Agli pseudopazienti era stato richiesto di uscire dagli ospedali da soli ottenendo che gli ospedali li dimettessero, anche se un avvocato fu assunto per essere chiamato in caso di emergenza quando fu chiaro che gli pseudopazienti non sarebbero mai stati dimessi a breve. Una volta ricoverati e attribuita una diagnosi, gli pseudopazienti non poterono essere dimessi finché non ammisero agli psichiatri che erano malati mentali e iniziarono a fingere di prendere farmaci antipsicotici, che invece gettavano nella toilette. Nessun operatore si accorse che gli pseudopazienti gettavano via i farmaci e non riferirono di pazienti che lo stavano facendo.
Rosenhan e gli altri pseudopazienti riferirono uno schiacciante senso di disumanizzazione, grave invasione della privacy e noia mentre erano ospedalizzati. I beni di loro proprietà erano ispezionati in modo casuale, e a volte li si guardava mentre usavano la toilette. Riferirono che gli operatori, benché sembrassero ben intenzionati, oggettificavano e disumanizzavano i pazienti, spesso ne discutevano nel dettaglio in loro presenza come se non fossero lì, e evitando l'interazione diretta con i pazienti tranne quando strettamente necessario per svolgere i loro compiti ufficiali. Alcuni membri del personale erano inclini ad abusi su pazienti, verbali e fisici, quando gli altri operatori non erano presenti.
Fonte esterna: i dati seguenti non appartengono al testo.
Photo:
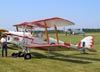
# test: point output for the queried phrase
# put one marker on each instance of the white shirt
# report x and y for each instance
(3, 40)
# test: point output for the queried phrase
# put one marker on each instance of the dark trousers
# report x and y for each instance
(4, 49)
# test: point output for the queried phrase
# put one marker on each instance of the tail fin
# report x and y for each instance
(87, 43)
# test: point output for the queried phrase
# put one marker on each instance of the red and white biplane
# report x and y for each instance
(27, 41)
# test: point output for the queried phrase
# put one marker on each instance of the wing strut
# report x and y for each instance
(56, 34)
(46, 32)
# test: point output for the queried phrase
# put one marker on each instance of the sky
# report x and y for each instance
(84, 13)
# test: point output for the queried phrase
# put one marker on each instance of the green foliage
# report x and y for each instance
(61, 61)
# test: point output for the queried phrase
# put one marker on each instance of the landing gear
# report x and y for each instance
(21, 54)
(27, 56)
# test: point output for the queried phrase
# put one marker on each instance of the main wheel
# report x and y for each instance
(20, 54)
(14, 55)
(27, 56)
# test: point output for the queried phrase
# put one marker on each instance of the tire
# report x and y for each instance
(14, 55)
(52, 44)
(27, 56)
(20, 54)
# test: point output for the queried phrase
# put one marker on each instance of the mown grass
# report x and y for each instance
(62, 61)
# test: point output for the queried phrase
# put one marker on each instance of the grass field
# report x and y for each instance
(62, 61)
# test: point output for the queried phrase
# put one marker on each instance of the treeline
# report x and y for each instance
(62, 31)
(91, 30)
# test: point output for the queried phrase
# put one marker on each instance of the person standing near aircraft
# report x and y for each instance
(4, 45)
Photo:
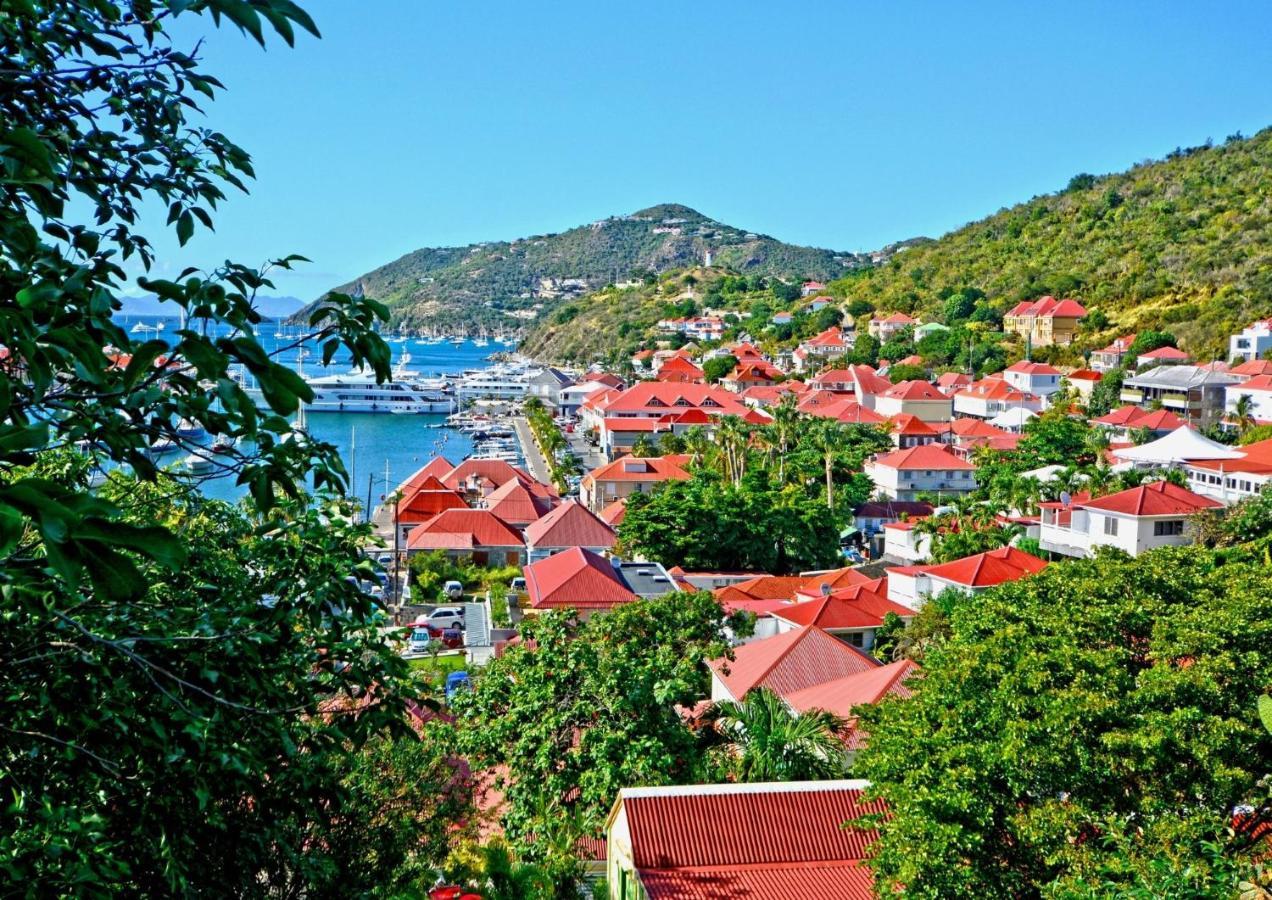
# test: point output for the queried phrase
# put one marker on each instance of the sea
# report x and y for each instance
(379, 450)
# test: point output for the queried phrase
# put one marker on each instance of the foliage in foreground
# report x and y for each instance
(1089, 726)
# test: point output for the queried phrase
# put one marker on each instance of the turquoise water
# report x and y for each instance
(378, 450)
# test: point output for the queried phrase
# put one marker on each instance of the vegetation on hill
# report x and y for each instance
(1183, 243)
(485, 284)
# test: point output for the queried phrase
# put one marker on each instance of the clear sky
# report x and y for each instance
(841, 125)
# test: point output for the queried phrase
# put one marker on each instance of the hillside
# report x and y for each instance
(1182, 244)
(508, 284)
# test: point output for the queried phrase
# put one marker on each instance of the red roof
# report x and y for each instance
(575, 577)
(1159, 498)
(912, 426)
(436, 468)
(841, 695)
(517, 505)
(915, 390)
(424, 505)
(463, 529)
(615, 512)
(845, 609)
(494, 472)
(1048, 306)
(1028, 368)
(570, 525)
(925, 456)
(641, 469)
(724, 833)
(1252, 368)
(986, 570)
(789, 661)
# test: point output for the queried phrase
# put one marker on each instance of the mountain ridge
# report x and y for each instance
(508, 284)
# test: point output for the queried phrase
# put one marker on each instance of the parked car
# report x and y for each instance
(457, 681)
(443, 617)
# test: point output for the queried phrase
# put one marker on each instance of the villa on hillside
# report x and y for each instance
(1046, 320)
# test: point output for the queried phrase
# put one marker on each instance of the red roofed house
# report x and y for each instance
(565, 526)
(1083, 380)
(991, 397)
(470, 533)
(785, 662)
(1125, 420)
(852, 614)
(931, 468)
(1046, 320)
(422, 505)
(1113, 355)
(1033, 378)
(915, 398)
(679, 370)
(1233, 479)
(822, 348)
(627, 476)
(1137, 520)
(912, 585)
(911, 431)
(1258, 389)
(1163, 356)
(889, 326)
(763, 840)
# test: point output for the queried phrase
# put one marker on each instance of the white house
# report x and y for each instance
(1033, 378)
(929, 468)
(1251, 343)
(1137, 520)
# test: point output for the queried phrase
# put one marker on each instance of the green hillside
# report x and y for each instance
(483, 284)
(1183, 244)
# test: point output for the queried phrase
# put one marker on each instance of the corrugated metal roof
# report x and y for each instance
(824, 881)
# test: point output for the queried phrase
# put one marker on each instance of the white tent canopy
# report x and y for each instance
(1181, 445)
(1013, 420)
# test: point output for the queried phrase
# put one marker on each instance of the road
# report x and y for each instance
(534, 460)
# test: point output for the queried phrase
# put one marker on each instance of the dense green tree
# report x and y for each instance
(165, 660)
(1089, 726)
(579, 709)
(719, 366)
(766, 741)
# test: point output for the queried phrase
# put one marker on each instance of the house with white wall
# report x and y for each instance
(1137, 520)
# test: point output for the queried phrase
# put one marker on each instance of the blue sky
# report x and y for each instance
(828, 123)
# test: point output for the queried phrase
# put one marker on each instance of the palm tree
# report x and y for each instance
(768, 743)
(1243, 413)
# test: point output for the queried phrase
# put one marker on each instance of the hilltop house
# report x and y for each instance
(1137, 520)
(887, 327)
(1196, 393)
(931, 468)
(1252, 343)
(1113, 355)
(1046, 320)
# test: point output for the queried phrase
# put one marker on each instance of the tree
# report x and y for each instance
(1088, 725)
(165, 660)
(579, 709)
(766, 741)
(719, 366)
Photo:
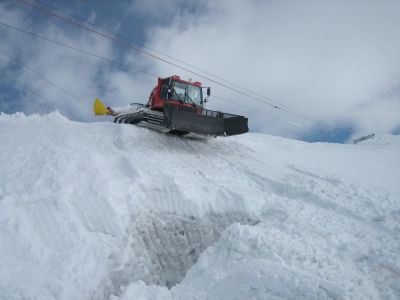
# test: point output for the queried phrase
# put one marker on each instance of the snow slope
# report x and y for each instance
(107, 211)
Di un gruppo di pazienti annoiati che aspettavano fuori dalla mensa presto per il pranzo fu detto da un medico ai suoi studenti di stare sperimentando sintomi psichiatrici di "avidi di parlare". I contatti con i medici erano in media di 6,8 minuti al giorno.

(EN)
«I told friends, I told my family, "I can get out when I can get out. That's all. I'll be there for a couple of days and I'll get out." Nobody knew I'd be there for two months … The only way out was to point out that they're [the psychiatrists] correct. They had said I was insane, "I am insane; but I am getting better". That was an affirmation of their view of me.»
(IT)
«Lo dissi agli amici, lo dissi alla famiglia, "Uscirò quando potrò. Questo è tutto. Starò lì per un paio di giorni e poi uscirò". Nessuno sapeva che ci sarei stato per due mesi … L'unico modo per uscire era ammettere che loro [gli psichiatri] avevano ragione. Loro avevano detto che ero malato, "Sono 'davvero' malato, ma sto migliorando". Questa era una conferma della loro visione di me.»
(David Rosenhan nel programma "The Trap" della BBC)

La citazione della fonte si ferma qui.